- Born: Frederic Wheeler Hills Jr. November 26, 1934 East Orange, New Jersey, United States
- Died: November 7, 2020 (aged 85) Bronxville, New York, United States
- Education: Columbia College; Stanford University;
- Occupation: Literary editor
- Employers: McGraw Hill; Simon & Schuster;
- Spouse: Kathleen Matthews
- Children: 3 sons and a daughter
- Parents: Frederic Wheeler Hills (father); Mildred Chambers (Hood) Hills (mother);

= Fred Hills =

American literary editor (1934–2020)

Frederic Wheeler Hills Jr. (1934–2020), popularly known as Fred Hills, was an American literary editor, formerly employed with McGraw Hill and Simon & Schuster. He was known for his association with several major writers including Vladimir Nabokov, Raymond Carver and Heinrich Böll.

== Biography ==
Fred Hills was born on 26 November 1934 to Frederic Wheeler Hills, an engineer, and his homemaker wife, Mildred Chambers (Hood) Hills, in the city of East Orange in Essex County, New Jersey. (Note: Hills was delivered by known poet and pediatrician, William Carlos Williams) His higher education was at Columbia College where he had the opportunity to study under noted literary critics such as Mark Van Doren and Lionel Trilling and after earning a bachelor's degree in English in 1956, he continued his studies at Stanford University to secure a master's degree in English in 1958. (Note: It was during this time, he was tutored by Pulitzer laureate, Wallace Stegner) Subsequently, he joined the United States Army at their Fort Ord post. Later, he worked as a salesperson at the San Francisco Emporium book store before moving to literary career by joining McGraw Hill and started work at their college text books division, eventually becoming the editor in chief of the division. Soon, he was appointed as the editor in chief of the trade books division and it was here he got the opportunity to work with Vladimir Nabokov, which proved to be a turning point in his career. The association with Nabokov continued until the writer's death in 1977, before which the writer completed his last novel, Look at the Harlequins!, in 1974. (Note: After Nabokov died, I no longer felt any great inclination to hang around McGraw Hill, Hills once said in an interview.)

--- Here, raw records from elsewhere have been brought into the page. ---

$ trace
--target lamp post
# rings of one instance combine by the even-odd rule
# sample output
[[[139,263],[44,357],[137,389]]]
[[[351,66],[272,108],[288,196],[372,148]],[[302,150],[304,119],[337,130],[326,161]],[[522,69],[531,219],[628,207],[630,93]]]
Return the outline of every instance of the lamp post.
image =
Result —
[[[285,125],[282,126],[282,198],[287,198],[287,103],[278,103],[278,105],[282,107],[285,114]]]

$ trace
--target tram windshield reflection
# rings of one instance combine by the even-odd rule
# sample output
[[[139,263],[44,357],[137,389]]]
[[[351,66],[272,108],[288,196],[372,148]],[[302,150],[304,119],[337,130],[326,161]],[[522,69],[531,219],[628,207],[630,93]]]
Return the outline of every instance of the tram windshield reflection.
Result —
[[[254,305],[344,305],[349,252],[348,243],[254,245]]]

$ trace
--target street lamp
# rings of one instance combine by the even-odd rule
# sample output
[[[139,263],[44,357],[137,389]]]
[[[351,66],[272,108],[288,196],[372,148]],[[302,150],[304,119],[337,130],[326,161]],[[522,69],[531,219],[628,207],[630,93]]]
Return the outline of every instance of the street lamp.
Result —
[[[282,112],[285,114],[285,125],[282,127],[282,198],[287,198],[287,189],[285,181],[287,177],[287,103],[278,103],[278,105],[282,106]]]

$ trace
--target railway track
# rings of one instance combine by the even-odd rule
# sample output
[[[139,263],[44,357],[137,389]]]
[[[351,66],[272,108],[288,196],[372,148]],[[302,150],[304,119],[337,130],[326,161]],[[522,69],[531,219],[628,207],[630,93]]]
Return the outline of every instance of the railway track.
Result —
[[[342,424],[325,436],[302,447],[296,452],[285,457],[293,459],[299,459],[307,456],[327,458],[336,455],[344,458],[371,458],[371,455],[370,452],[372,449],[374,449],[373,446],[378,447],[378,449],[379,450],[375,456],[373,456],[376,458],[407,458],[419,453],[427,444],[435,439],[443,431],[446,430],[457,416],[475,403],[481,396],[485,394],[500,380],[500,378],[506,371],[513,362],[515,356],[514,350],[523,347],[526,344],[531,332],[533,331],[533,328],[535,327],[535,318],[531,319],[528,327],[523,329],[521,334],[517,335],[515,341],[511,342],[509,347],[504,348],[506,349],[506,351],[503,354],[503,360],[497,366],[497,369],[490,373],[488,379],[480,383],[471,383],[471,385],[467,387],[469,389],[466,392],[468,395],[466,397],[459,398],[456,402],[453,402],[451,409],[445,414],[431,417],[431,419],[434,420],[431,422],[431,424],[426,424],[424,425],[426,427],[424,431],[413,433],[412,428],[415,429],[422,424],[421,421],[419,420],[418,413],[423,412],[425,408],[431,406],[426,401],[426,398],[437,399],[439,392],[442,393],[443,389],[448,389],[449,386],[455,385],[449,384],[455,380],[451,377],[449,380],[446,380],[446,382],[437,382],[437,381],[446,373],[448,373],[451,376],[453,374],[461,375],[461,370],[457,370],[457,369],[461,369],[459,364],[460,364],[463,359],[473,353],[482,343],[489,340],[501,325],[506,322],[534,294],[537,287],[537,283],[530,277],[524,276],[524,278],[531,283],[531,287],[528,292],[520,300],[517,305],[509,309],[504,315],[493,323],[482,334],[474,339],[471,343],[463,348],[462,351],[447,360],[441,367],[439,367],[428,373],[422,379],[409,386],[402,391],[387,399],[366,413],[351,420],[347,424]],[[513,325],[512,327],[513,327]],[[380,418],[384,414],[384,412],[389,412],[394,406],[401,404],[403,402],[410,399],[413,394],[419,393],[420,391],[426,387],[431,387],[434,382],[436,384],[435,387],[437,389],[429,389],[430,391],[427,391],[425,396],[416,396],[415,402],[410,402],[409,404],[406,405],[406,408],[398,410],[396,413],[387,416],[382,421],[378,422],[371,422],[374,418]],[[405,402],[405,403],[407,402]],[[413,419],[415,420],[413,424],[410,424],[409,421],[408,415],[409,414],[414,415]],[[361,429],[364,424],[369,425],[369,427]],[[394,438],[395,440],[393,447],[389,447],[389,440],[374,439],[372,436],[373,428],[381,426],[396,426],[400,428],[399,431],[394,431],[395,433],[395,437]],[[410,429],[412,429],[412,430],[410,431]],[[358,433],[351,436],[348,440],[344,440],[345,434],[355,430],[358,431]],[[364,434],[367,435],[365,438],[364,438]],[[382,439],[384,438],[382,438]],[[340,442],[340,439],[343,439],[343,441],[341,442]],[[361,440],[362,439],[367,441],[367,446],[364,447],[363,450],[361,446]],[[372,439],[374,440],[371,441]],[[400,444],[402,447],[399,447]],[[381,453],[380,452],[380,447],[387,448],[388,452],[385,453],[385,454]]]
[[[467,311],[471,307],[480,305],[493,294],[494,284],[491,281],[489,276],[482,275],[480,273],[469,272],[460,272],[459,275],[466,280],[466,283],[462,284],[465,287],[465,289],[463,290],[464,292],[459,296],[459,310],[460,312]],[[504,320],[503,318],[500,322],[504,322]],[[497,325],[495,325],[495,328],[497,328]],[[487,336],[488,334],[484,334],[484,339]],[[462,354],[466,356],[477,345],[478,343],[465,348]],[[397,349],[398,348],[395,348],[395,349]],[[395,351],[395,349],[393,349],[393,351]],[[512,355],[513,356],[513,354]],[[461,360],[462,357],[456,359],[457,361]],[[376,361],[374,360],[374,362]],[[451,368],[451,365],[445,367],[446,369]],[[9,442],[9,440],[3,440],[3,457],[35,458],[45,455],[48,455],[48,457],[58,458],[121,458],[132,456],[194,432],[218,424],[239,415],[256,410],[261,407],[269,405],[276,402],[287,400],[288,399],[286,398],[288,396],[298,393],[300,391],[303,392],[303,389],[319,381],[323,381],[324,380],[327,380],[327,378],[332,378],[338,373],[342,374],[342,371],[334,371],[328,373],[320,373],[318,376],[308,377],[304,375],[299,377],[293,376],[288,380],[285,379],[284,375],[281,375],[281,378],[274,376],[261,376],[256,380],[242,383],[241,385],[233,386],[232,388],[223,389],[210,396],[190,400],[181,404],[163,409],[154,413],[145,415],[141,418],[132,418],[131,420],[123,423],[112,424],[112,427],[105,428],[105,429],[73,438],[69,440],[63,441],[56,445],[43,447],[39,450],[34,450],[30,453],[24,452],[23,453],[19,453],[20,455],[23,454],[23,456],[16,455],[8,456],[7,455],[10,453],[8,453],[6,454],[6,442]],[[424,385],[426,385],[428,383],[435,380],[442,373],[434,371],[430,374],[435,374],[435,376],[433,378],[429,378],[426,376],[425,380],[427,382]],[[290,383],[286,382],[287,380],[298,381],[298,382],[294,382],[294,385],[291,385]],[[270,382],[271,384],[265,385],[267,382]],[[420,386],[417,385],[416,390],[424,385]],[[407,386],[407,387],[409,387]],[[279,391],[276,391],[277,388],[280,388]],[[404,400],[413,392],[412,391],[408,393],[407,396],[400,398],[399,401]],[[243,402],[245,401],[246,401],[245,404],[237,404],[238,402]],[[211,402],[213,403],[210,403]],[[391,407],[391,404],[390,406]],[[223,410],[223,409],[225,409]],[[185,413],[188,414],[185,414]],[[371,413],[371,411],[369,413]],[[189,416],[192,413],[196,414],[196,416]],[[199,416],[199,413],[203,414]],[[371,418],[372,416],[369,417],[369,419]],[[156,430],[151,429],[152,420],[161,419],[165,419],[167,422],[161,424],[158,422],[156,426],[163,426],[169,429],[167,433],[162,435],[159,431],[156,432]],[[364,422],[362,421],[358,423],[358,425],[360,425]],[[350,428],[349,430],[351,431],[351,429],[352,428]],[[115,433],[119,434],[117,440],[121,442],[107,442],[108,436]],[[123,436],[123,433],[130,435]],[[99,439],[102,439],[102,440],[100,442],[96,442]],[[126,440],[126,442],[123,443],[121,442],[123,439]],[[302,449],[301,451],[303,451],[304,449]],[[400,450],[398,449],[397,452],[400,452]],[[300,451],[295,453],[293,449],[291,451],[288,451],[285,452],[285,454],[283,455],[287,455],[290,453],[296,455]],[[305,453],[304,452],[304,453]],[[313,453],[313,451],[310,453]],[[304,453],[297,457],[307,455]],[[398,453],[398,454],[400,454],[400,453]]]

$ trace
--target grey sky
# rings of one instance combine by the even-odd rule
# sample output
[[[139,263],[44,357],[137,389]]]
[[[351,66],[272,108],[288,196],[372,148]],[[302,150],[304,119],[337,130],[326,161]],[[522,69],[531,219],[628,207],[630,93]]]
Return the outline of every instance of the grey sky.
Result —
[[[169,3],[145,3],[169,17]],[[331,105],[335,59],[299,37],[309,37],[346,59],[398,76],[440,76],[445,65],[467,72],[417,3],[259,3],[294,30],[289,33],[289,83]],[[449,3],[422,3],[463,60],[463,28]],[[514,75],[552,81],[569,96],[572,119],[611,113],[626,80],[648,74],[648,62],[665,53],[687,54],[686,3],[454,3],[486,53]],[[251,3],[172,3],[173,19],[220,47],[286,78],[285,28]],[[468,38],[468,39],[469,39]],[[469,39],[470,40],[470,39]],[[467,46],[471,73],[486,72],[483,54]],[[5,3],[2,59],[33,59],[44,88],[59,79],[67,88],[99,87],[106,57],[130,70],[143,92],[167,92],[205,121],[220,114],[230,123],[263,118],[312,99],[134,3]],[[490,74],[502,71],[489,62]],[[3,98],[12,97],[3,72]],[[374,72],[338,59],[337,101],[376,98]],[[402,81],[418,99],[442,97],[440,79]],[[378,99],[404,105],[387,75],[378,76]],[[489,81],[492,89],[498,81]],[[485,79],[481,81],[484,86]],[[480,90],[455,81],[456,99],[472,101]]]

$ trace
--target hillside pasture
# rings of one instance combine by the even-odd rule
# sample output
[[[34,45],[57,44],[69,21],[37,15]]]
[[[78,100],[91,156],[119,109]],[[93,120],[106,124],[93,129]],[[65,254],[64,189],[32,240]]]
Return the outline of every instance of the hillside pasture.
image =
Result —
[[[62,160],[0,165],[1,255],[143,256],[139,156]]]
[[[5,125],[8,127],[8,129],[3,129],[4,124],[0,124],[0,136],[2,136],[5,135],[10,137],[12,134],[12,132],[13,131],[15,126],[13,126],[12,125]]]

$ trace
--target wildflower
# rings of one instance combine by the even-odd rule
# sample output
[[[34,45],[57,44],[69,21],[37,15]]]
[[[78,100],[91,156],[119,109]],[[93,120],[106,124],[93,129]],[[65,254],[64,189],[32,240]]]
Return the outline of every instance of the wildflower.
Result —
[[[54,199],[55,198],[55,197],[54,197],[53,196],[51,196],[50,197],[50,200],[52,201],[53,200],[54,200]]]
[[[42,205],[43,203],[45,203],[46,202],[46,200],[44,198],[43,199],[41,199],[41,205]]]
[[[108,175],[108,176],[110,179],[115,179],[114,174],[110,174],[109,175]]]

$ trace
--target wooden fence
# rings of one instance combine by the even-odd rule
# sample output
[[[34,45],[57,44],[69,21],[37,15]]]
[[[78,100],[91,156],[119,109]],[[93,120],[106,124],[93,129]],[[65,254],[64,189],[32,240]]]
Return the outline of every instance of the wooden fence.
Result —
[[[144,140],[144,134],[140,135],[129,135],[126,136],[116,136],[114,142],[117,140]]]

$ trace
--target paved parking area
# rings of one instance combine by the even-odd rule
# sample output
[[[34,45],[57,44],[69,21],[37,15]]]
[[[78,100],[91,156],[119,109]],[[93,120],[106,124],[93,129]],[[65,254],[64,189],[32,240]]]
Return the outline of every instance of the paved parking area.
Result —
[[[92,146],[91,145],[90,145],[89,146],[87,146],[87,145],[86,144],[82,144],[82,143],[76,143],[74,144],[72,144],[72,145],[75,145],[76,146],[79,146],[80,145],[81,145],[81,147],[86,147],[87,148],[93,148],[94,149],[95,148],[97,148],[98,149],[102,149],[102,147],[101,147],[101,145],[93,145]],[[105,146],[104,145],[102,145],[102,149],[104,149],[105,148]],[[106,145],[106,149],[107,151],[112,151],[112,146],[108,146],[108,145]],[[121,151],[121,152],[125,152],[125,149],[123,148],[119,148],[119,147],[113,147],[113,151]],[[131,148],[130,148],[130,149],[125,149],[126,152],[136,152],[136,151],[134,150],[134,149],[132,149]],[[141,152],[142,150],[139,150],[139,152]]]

Leaving McGraw Hill in 1979, Hills joined Simon & Schuster as a member of the editorial board and the job provided him with the opportunity to work with several noted personalities such as M. Scott Peck, William Saroyan, Ann Rule, Jane Fonda and Arianna Huffington. He was also associated with Raymond Carver, James MacGregor Burns, Phil Donahue, and David Halberstam, among others. and some of the titles he was involved with are Pulitzer winning The Prize: The Epic Quest for Oil, Money, and Power by Daniel Yergin, Madonna Unauthorized by Christopher Andersen and The Stranger Beside Me by Ann Rule.

Fred Hills, whose first marriage had ended in a divorce, married Kathleen Matthews, a noted writer who had worked for him at McGraw Hill, in 1980 and the couple had two sons, Gregory and Frederic. He died on 7 November 2020 at his home in Bronxville, New York, at the age of 85, survived by his wife, children including two children from his first marriage, Bradford and Christina, Stuart Hills, his brother and his granddaughter.